In just the first half of 2021, 21,061 organ transplants have been performed in the U.S. according to Organ Procurement and Transplantation Network data.
Organ donation from deceased donors is up 15% over last year. There were 900 more deceased donors – people who provided one or more organs to save and enhance the lives of others -- between January 1 and June 30 of 2021 than there were during the same period in 2020. The drop in donors caused by the pandemic beginning in the middle of March last year was offset enough by high numbers early in the year that there were still 242 more donors in the first half of 2020 than in the first half of 2019.
Organ transplants from deceased donors are also up -- by 11%. A total of 17,821 deceased donor transplants were performed in the U.S. in the first half of 2021 compared to 15,933 in the first six months of last year.
“This significant increase in donation and transplantation as we continue to fight COVID as a nation is a bright spot that inspires hope. At the same time it’s not enough because so many patients continue to wait.
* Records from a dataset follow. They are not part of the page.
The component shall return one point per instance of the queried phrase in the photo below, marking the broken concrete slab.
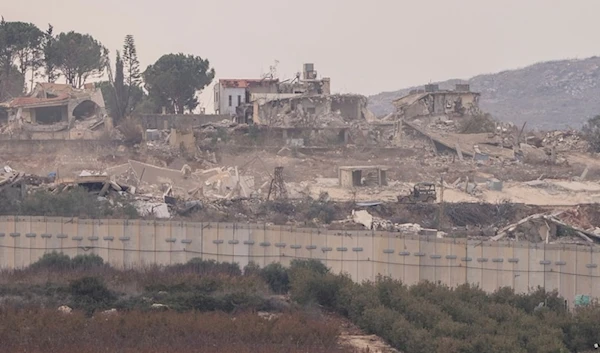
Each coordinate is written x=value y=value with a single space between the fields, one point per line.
x=363 y=217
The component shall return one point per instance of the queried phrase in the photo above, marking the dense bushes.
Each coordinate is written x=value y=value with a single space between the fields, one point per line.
x=434 y=318
x=40 y=331
x=90 y=294
x=57 y=261
x=76 y=202
x=426 y=317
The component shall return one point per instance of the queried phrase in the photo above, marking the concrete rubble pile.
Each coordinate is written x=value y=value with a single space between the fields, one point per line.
x=227 y=183
x=375 y=223
x=569 y=140
x=550 y=228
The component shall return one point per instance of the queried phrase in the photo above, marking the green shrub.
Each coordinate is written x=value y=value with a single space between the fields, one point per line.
x=90 y=294
x=252 y=269
x=86 y=262
x=52 y=261
x=60 y=262
x=200 y=266
x=312 y=265
x=276 y=277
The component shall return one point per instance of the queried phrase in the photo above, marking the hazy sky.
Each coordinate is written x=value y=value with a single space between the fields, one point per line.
x=364 y=46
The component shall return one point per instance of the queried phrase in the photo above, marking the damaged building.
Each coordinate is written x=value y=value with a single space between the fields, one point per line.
x=229 y=94
x=52 y=103
x=283 y=110
x=433 y=102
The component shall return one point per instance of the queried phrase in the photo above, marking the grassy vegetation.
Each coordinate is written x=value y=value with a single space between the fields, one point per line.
x=75 y=202
x=434 y=318
x=42 y=331
x=211 y=305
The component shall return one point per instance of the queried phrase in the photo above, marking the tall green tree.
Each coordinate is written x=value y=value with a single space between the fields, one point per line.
x=119 y=87
x=131 y=77
x=28 y=48
x=49 y=50
x=78 y=56
x=19 y=48
x=175 y=79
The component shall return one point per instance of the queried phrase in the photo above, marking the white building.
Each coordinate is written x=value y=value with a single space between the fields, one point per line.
x=230 y=93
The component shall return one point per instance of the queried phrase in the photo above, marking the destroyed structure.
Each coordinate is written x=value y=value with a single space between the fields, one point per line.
x=53 y=108
x=233 y=93
x=304 y=102
x=432 y=102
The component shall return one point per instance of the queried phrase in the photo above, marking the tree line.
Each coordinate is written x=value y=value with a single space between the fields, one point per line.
x=28 y=53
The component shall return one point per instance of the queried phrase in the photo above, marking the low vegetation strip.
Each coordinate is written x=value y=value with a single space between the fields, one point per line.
x=43 y=331
x=211 y=307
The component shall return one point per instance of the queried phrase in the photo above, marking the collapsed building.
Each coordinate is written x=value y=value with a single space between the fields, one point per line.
x=303 y=102
x=52 y=107
x=432 y=102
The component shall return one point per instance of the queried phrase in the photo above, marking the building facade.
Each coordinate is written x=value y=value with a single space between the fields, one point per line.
x=232 y=93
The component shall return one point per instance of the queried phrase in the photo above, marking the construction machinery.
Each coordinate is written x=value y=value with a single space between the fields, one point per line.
x=421 y=193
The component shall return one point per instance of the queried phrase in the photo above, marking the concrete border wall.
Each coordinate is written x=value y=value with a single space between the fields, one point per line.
x=570 y=269
x=168 y=121
x=27 y=147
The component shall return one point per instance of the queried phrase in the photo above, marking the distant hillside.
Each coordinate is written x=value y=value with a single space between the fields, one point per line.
x=549 y=95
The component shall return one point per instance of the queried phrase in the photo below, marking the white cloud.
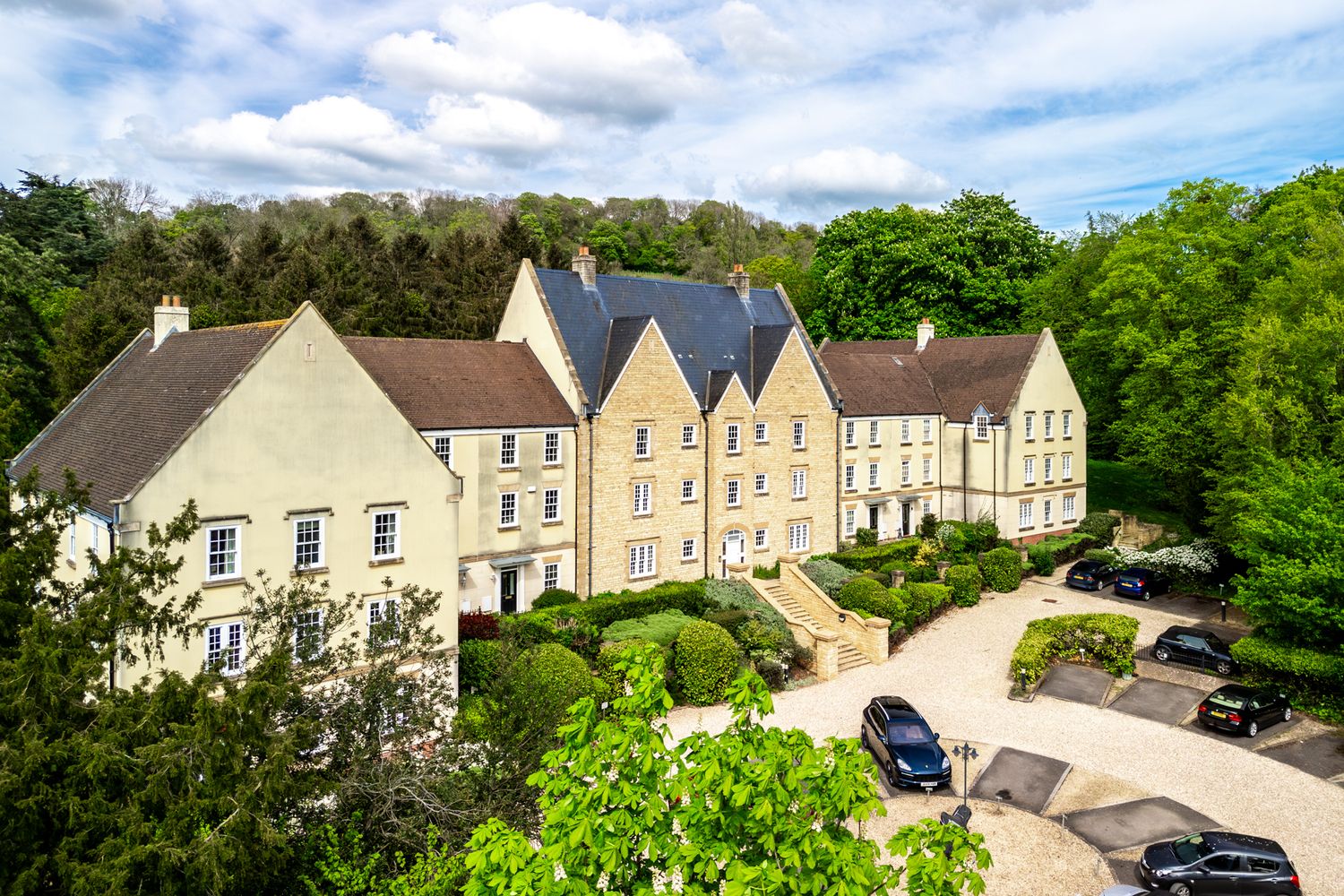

We must renew our commitment to work together to improve the best transplant system in the world by continuing to innovate and promote donation,” said Matthew Cooper, M.D., president of the OPTN Board of Directors. “In doing so we honor the gift of every donor and donor family whose lifesaving decisions make transplantation possible.”
While transplants from living donors increased in the first half of 2021 compared to the first half of 2020, the number is still below 2019 pre-COVID levels. The 3,240 living donor transplants performed through June 2021 is 11% lower than the 3,638 performed during the same portion of 2019. In the first half of 2020, 2,519 living donor transplants were performed.
As of this morning 106,664 men, women and children are on the waiting list for a transplant, which is the lowest it has been since 2009. The waiting list topped 124,000 at its height in 2014.
“Every one of us has the potential to save multiple lives by registering to be an organ, tissue and eye donor,” Cooper said.